The management of Bay Area Rapid Transit, or BART, and representatives of its two largest unions reached an agreement on Monday night to end a four-day strike that left hundreds of thousands of commuters scrambling for alternate means of transport.
The service will resume at 4 a.m. PDT on Tuesday, likely in limited capacity, BART said in a statement, and full service is expected to be restored later in the day. The agreement reached between the two sides is tentative and is subject to approval by the unions’ members and BART executives.

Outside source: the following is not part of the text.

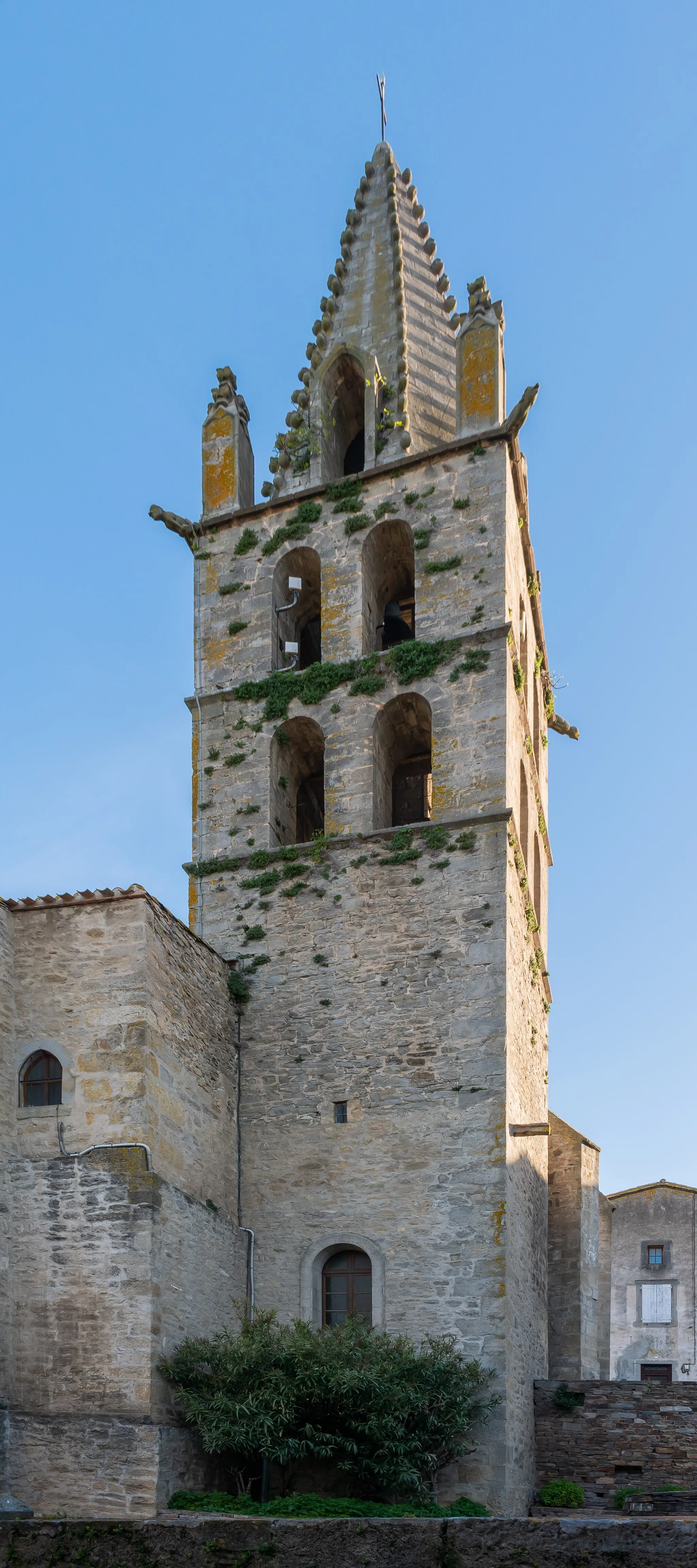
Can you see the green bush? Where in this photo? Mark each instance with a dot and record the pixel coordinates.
(308, 1506)
(417, 661)
(563, 1495)
(374, 1405)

“We are pleased to announce that we have reached a tentative agreement with union leadership that will bring the trains back into service, starting tomorrow, while union members consider the agreement and vote on it,” BART General Manager Grace Crunican said in a statement, without providing details about the agreement. “This is a good package for our union members while still allowing the District to make the necessary investments in our infrastructure. That investment is critical to the future of the Bay Area.”
The strike was triggered by disagreements over work rules between BART management and unions.
On Sunday, two workers were killed after being run over by a train, which was being operated by an inexperienced BART employee who was undergoing training to operate a train as a contingency measure in the wake of the shutdown due to the workers’ strike, the San Francisco Chronicle reported. Union leaders described the measure unsafe and filed a case in Alameda County Superior Court to prevent BART management from continuing the practice.
“This has been a long and difficult negotiation. Our thanks to all of you in the public for your patience through this very difficult process,” Crunican said.
The 104-mile-long BART network carried almost 400,000 passengers on weekdays in the April to June quarter, according to information available on the organization's website.